Affinity is meaningfully better than Attio at network mapping and best-path intros — visualizing who knows whom, surfacing the warmest route to a target, and keeping relationship intelligence alive across the partnership. Harmonic also offers really amazing network-intelligence capabilities here. For the network-driven VC firm this layer is critical, and it compounds: the bigger the firm, the bigger the universe of connections, and the more likely someone always knows someone.

03.6

Enrichment — contact data, signals, and web intelligence.

Enrichment is how you turn a raw list of names or companies into something actionable. The right stack depends on geography, volume, and whether you need emails, phones, firmographics, technographics, or live web signals. Most firms end up with a primary workhorse and one or two point solutions for edge cases.

  • Clay — the workhorse for enrichment. LinkedIn profiles, emails, company metadata, intent signals, the long tail of provider lookups you would otherwise stitch together yourself. It is the one tool we reach for whenever a workflow needs “take this list and make it useful.” Pairs naturally with the CRM and with anything you are sourcing or running outbound through.
  • Apify — a scraper marketplace with thousands of useful tools others have built that you can easily drop into your workflows for orchestration. Think scraping a LinkedIn profile, extracting a transcript from a YouTube video, or pulling in search results and relevant articles about a company. A powerful complement whenever you need to pull live web data into a process.
  • Apollo.io — a vertically integrated GTM platform built on a massive proprietary B2B contact and company database. Self-serve friendly, strong on email sequencing, and a practical all-in-one for teams that want enrichment and outbound execution in the same place.
  • Cognism — compliance-first contact enrichment with a strong EMEA footprint and phone-verified mobile numbers. Worth considering if GDPR posture and international coverage matter for your sourcing motion.
  • FullEnrich — a waterfall enrichment specialist that cascades 20+ data providers in sequence to maximize verified email and mobile hit rates. Especially useful for niche verticals where any single database has spotty coverage.
  • Explorium — a B2B data infrastructure layer aggregating 50+ sources into a single API and MCP server. Good for firms building AI-native enrichment pipelines that need structured company, contact, and signal data at scale.
  • BuiltWith — a technographic profiler that reveals the tech stack of any website and generates filterable lead lists by technology adoption. Handy for market mapping and competitive intelligence when a sector turns on specific infrastructure choices.
03.7

News monitoring — Feedly.

Feedly is the best and easiest tool we have seen for monitoring news sources, companies in your pipeline, and anything else you need to keep tabs on. You can build AI-powered feeds that surface what matters without the noise, and it is interoperable enough to drop into most workflows. It is also cheap — a rare combination of genuinely useful and genuinely affordable.

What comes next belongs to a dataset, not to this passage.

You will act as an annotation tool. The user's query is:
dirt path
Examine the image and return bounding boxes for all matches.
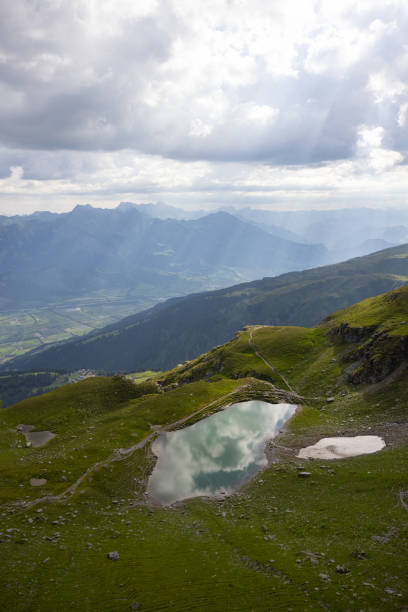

For how to put it to work, see the Build a Pipeline News Feed module in the Sourcing playbook, and the Pipeline News Feed automation that pipes Feedly into Notion.

03.8

Document automation.

Documentero is the best method by far for putting together templated documents automatically. It is especially useful when you have AI-generated content flowing through a workflow and need to drop it into a polished Word document before sharing it with a team member. No manual formatting, no copy-paste friction — just clean, repeatable document generation. By far the easiest connector within automation platforms like Zapier.

That said, Word documents are increasingly exportable directly from AI platforms, so if the tool you are working in already outputs formatted documents you may not need an extra layer. Working in Claude, for example, you can export to Word easily, and both the Claude and ChatGPT Word integrations are super valuable — every firm should connect them.